長野・善光寺の参道にて(写真提供◎松井さん)

対等な関係で愛せる人に出会う

映画監督として5本の作品を撮り、気づけば70歳を過ぎていました。体力的に以前のように無理がきかないと感じ始めたころ、少しずつ仕事が減っていったのです。年齢を理由に社会から〈外された〉ような疎外感。

追い打ちをかけるようにコロナ禍に突入し、「このまま一人で死んでいくのだろうか……」と考えましたし、覚悟もしました。

そんなさなかの2021年夏、友人からある思想史家の市民講座の話を聞き、不思議と心惹かれて。10月、先生と出会ったのです。

講座後の懇親会に参加して、初めて話をしました。実は私、そのときは、17年に他界された先生の奥様で、著名なドイツ文学者だった子安美知子さんとの結婚生活について興味があったのです。取材する気持ちから、かなり不躾な質問をしたと思います。けれど先生は微笑みながら美知子さんとの思い出を語り、写真まで見せてくれました。

もっと話をしたいと思ったのは私だけではなかったようです。お互いの著書を読み、メールで言葉を交わすなかで惹かれ合った私たちは、週末にはどちらかの家を訪ねてワインを飲みながら語り合うようになりました。

私にとって先生が貴重だと思えたのは、男女であっても対等な関係を自然と求める人であったことです。自立した一人の人として愛し合う。以前の結婚では、考えられないことでした。

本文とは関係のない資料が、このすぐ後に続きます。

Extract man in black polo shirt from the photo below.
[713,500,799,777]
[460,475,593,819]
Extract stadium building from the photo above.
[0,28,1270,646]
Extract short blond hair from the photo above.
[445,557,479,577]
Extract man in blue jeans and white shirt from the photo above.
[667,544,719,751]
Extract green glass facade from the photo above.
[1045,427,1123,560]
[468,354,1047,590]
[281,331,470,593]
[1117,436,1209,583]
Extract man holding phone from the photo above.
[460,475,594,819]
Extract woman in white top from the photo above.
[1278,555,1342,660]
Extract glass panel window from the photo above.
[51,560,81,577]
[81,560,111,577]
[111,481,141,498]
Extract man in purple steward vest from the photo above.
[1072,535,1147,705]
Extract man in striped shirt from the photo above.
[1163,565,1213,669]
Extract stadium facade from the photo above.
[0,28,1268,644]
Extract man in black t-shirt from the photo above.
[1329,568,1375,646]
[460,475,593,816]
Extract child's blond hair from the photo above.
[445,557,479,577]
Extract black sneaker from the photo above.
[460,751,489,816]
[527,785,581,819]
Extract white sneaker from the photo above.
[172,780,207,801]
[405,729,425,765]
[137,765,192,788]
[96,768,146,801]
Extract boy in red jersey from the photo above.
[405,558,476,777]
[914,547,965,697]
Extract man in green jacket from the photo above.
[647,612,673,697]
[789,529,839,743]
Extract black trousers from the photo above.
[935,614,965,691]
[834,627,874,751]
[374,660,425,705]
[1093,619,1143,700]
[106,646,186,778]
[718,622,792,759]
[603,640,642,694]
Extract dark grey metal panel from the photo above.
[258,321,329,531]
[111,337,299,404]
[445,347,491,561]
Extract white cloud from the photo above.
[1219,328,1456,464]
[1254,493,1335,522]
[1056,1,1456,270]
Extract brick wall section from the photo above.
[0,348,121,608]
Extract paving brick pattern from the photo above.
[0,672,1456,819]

先生の東京の自宅から私の住む横浜までは、電車で1時間半。お元気とはいえ90歳間近の彼が一人で電車を数回乗り継ぐ道中は、行きも帰りも心配でなりませんでした。一方、私が出向くときは、先生が心配していたようです。

彼は娘夫婦と同居していて、私が訪ねたときに、彼らと食卓を囲むこともありました。その席で娘さんから背中を押され、私たちは結婚へ踏み出したのです。その決断は、とても自然ななりゆきでした。やはり、かけがえのない人と出会えたという思いが強かったのだと思います。

海外に暮らす私の息子も大賛成。夏休みに息子と孫が帰国した際は、先生の孫娘も加わって家族揃って食事をし、楽しい時を過ごしました。